The campaign has had a positive impact on all areas of the University, raising more than $45 million to support faculty research and academic programming, as well as $10 million for flexible funding through the Binghamton Fund. Most significantly, the campaign raised $45 million to support student scholarships and educational opportunities, including 102 new scholarships that will help us attract stronger, better students, many of whom would otherwise go to other campuses, or worse, miss out entirely on the chance for a college education.
Recognizing hundreds at Fall Commencement
Fall Commencement 2012, held Dec. 16, in the Events Center, was a great way to close out the semester. I shook the hands of hundreds of graduates as they crossed the stage to receive their degrees, and we honored James Carrigg, retired chairman, chief executive officer and president of New York State Electric & Gas Corporation (NYSEG), with an honorary degree for his long-standing support of Binghamton University.
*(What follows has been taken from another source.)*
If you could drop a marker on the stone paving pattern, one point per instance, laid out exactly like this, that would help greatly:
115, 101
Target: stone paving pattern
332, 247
Carrigg, a founder of the Thomas J. Watson School of Engineering and Applied Science, told the story of how it was “mission impossible” to establishment the school, but then-University President Clifford Clark told his staff, “Let’s not be too hasty.”
After that defining moment, “The community team and the academic team banded together to take on the skeptics in Albany,” said Carrigg. “It took many months and countless trips to Albany to change minds, but again: This was the right thing to do.”
In my second Commencement address as president, I again read a letter to the graduates, discussing the four characteristics that I’ve found in great people and “a great class”: dependability, enjoyability, perspective, and being ‘slightly obsessed.’ Whether their direction is in engineering or art, in government or healthcare, these graduates will need perseverance and dedication to achieve their goals and I encouraged them to “stay dependable, enjoy what you do, keep a wide perspective, and remember that it is OK to be a little obsessed.”
Our student speakers, Jason Loew, who received his doctorate in computer science, and Matthew Comite, who received a bachelor’s degree in human development, reminded their fellow graduates that their time at Binghamton University had provided graduates with necessary skills, but also prepared them for further growth.
“There is a place for each one of us out there,” Loew said. “We will all find our path, and as we each pursue our personal goals, seek out what fulfills your needs and matches your interests. Feed your aspirations. Find out what makes you happy.”
Comite, who received a bachelor’s degree in human development, was the day’s final speaker and received the most enthusiastic ovation from the graduates and guests. He first told the crowd that he has lived his life with a stutter and then gave his classmates three tips that allowed him to succeed at Binghamton University: “Be yourself, find your strengths and play to them, and control your emotions. Do not let them control you.”
That’s a quick summary of my fall semester at Binghamton, and the end of my first year at the University. It has been a fun ride so far, and I can’t wait to get started on the next year.